I am sitting in my apartment in Chicago, wrestling for feelings. Like most mornings, I am looking to my siddur, tefillin and talit for comfort as I recite my morning prayers. But that too is a struggle and I cannot seem to get through it as I worry about the security of minorities, the climate, health access for all, and so much more.
It is November 9, 2016-the day after the United States election. Donald Trump is the President-elect, a moment that so many Americans of all views are shocked to realize. I, like so many other citizens, am not sure how to feel and how to react to my emotions and thoughts. I am angry. I am disappointed in this country’s fabric, and I keep thinking this is just a bad dream from which to wake up. I worry that this is just the beginning. I worry that I’m in the same state that so many were in before World War II began. I worry for every single sound-bite that President-elect Trump created:
“Donald J. Trump is calling for a total and complete shutdown of Muslims entering the United States…”
“When Mexico sends its people, they’re not sending their best. They’re not sending you. They’re not sending you. They’re sending people that have lots of problems, and they’re bringing those problems with us. They’re bringing drugs. They’re bringing crime. They’re rapists.”
“The concept of global warming was created by and for the Chinese in order to make U.S. manufacturing non-competitive.”
But I do not want to feel this way. I do not want be angry.
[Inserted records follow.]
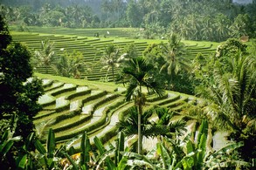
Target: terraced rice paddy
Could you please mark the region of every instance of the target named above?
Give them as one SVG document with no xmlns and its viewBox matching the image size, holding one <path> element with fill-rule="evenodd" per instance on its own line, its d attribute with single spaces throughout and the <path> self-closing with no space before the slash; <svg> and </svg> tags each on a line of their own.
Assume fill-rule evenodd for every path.
<svg viewBox="0 0 256 170">
<path fill-rule="evenodd" d="M 55 132 L 59 143 L 80 136 L 86 131 L 90 140 L 97 136 L 104 143 L 116 136 L 116 123 L 121 114 L 134 105 L 125 102 L 123 87 L 120 91 L 102 91 L 90 85 L 78 85 L 56 80 L 43 79 L 45 94 L 38 102 L 43 105 L 34 123 L 40 138 L 45 140 L 49 128 Z M 148 105 L 163 105 L 173 111 L 180 110 L 197 99 L 185 94 L 169 92 L 162 98 L 149 96 Z M 80 139 L 74 143 L 80 146 Z"/>
<path fill-rule="evenodd" d="M 109 44 L 118 46 L 121 53 L 127 44 L 134 44 L 138 54 L 142 56 L 148 45 L 155 41 L 128 39 L 132 37 L 130 31 L 126 31 L 121 29 L 112 30 L 112 37 L 107 38 L 91 37 L 95 30 L 90 31 L 91 32 L 73 30 L 73 32 L 70 32 L 69 30 L 59 28 L 52 32 L 52 31 L 49 31 L 51 29 L 33 29 L 33 33 L 12 31 L 13 40 L 25 44 L 33 54 L 36 50 L 39 50 L 41 41 L 48 39 L 54 42 L 53 51 L 56 59 L 63 55 L 63 50 L 68 52 L 77 51 L 83 54 L 86 65 L 93 65 L 90 71 L 82 72 L 81 79 L 76 80 L 76 82 L 80 81 L 78 84 L 43 78 L 45 94 L 38 99 L 43 111 L 34 117 L 34 123 L 42 140 L 45 140 L 48 129 L 52 128 L 59 143 L 78 137 L 85 131 L 87 132 L 92 142 L 94 136 L 98 136 L 103 143 L 113 141 L 116 136 L 116 123 L 133 103 L 124 102 L 123 92 L 126 89 L 122 86 L 114 90 L 113 85 L 105 85 L 104 88 L 95 85 L 92 86 L 89 81 L 84 79 L 97 81 L 106 79 L 107 70 L 102 70 L 103 65 L 100 58 L 104 53 L 105 47 Z M 100 34 L 103 35 L 106 30 L 100 31 Z M 125 38 L 119 38 L 120 37 Z M 187 54 L 184 57 L 192 60 L 198 53 L 209 56 L 215 50 L 216 44 L 190 44 L 186 46 Z M 45 73 L 46 69 L 37 66 L 34 71 Z M 51 68 L 48 73 L 56 75 L 56 71 Z M 49 74 L 48 77 L 51 77 Z M 107 77 L 107 79 L 112 81 L 112 76 Z M 81 85 L 81 81 L 87 84 Z M 148 98 L 149 106 L 161 105 L 171 111 L 179 111 L 188 105 L 197 105 L 199 102 L 200 100 L 193 96 L 174 92 L 168 92 L 161 98 L 156 96 Z M 80 139 L 74 143 L 74 146 L 79 146 Z"/>
<path fill-rule="evenodd" d="M 36 50 L 39 50 L 41 41 L 48 39 L 51 42 L 54 42 L 53 51 L 55 52 L 55 62 L 58 61 L 58 58 L 59 58 L 60 56 L 64 55 L 63 50 L 67 52 L 73 52 L 73 51 L 81 52 L 83 54 L 85 65 L 87 68 L 86 69 L 86 71 L 81 73 L 80 78 L 86 78 L 88 80 L 112 81 L 111 73 L 107 73 L 107 69 L 102 69 L 103 65 L 100 61 L 100 58 L 104 54 L 105 47 L 107 47 L 109 44 L 114 44 L 117 46 L 120 49 L 121 55 L 122 54 L 126 45 L 134 44 L 136 47 L 138 55 L 142 56 L 142 52 L 149 46 L 149 44 L 154 43 L 154 41 L 149 40 L 142 41 L 128 38 L 114 38 L 114 37 L 109 37 L 107 38 L 85 37 L 85 35 L 91 35 L 91 33 L 81 34 L 82 31 L 80 30 L 73 30 L 73 34 L 75 35 L 72 36 L 70 35 L 69 30 L 63 29 L 62 31 L 62 29 L 60 28 L 58 30 L 58 33 L 56 34 L 52 34 L 53 32 L 52 31 L 51 32 L 50 29 L 47 30 L 42 28 L 40 31 L 36 28 L 34 29 L 34 31 L 40 33 L 11 32 L 13 40 L 25 44 L 32 54 L 34 54 Z M 84 30 L 84 31 L 86 32 L 86 30 Z M 102 31 L 106 31 L 106 30 L 102 30 Z M 114 29 L 112 31 L 113 35 L 111 36 L 117 34 L 121 35 L 120 33 L 121 31 L 121 29 Z M 123 37 L 126 37 L 125 34 Z M 128 37 L 128 36 L 127 36 L 127 37 Z M 215 50 L 216 45 L 209 44 L 202 44 L 197 45 L 197 44 L 195 43 L 194 44 L 188 44 L 184 58 L 192 60 L 198 53 L 207 57 L 213 53 Z M 52 65 L 54 65 L 54 63 L 52 63 Z M 37 66 L 35 68 L 35 71 L 46 73 L 46 68 L 44 66 Z M 52 67 L 48 70 L 48 73 L 57 74 L 56 71 Z"/>
</svg>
I do not want to hold grudges, and I do not want to cause even more divides than my nation has already sewn. As I am struggling to connect with the words of my tradition written in the siddur, I flip to the cover. Inscribed are the words, “Da lifnei mi atah omed: Know before whom you stand.” This phrase sits on the tops of many arks in synagogues across the world. Many attribute it to our relationship with God. It reminds us that there is one infinite power and ruler for whom all of our work is done and judged. I believe, especially today, this also speaks to our morals and values we bring into the world day-to-day. We all have certain values before which we stand: ensuring a better economy for our children, working to prevent climate change increases, fighting for the safety of students on college campuses, or even brushing our teeth twice a day.
We must take every day as an opportunity and blessing to use our lives for the better and act upon our values. To fight for those who do not have a voice, inspire others, and work for a world with liberty and justice for all. I do not want to hold grudges, and I do not want to create divides. I want to use this election to create a brighter world for myself and future generations. I know the values before which I stand, and I know the infinite opportunities that are possible for Americans and those in our country if I stick to those values. Today is not a grieving day. Today is not a day for grudges. Today is a day to get to work. What do you stand before?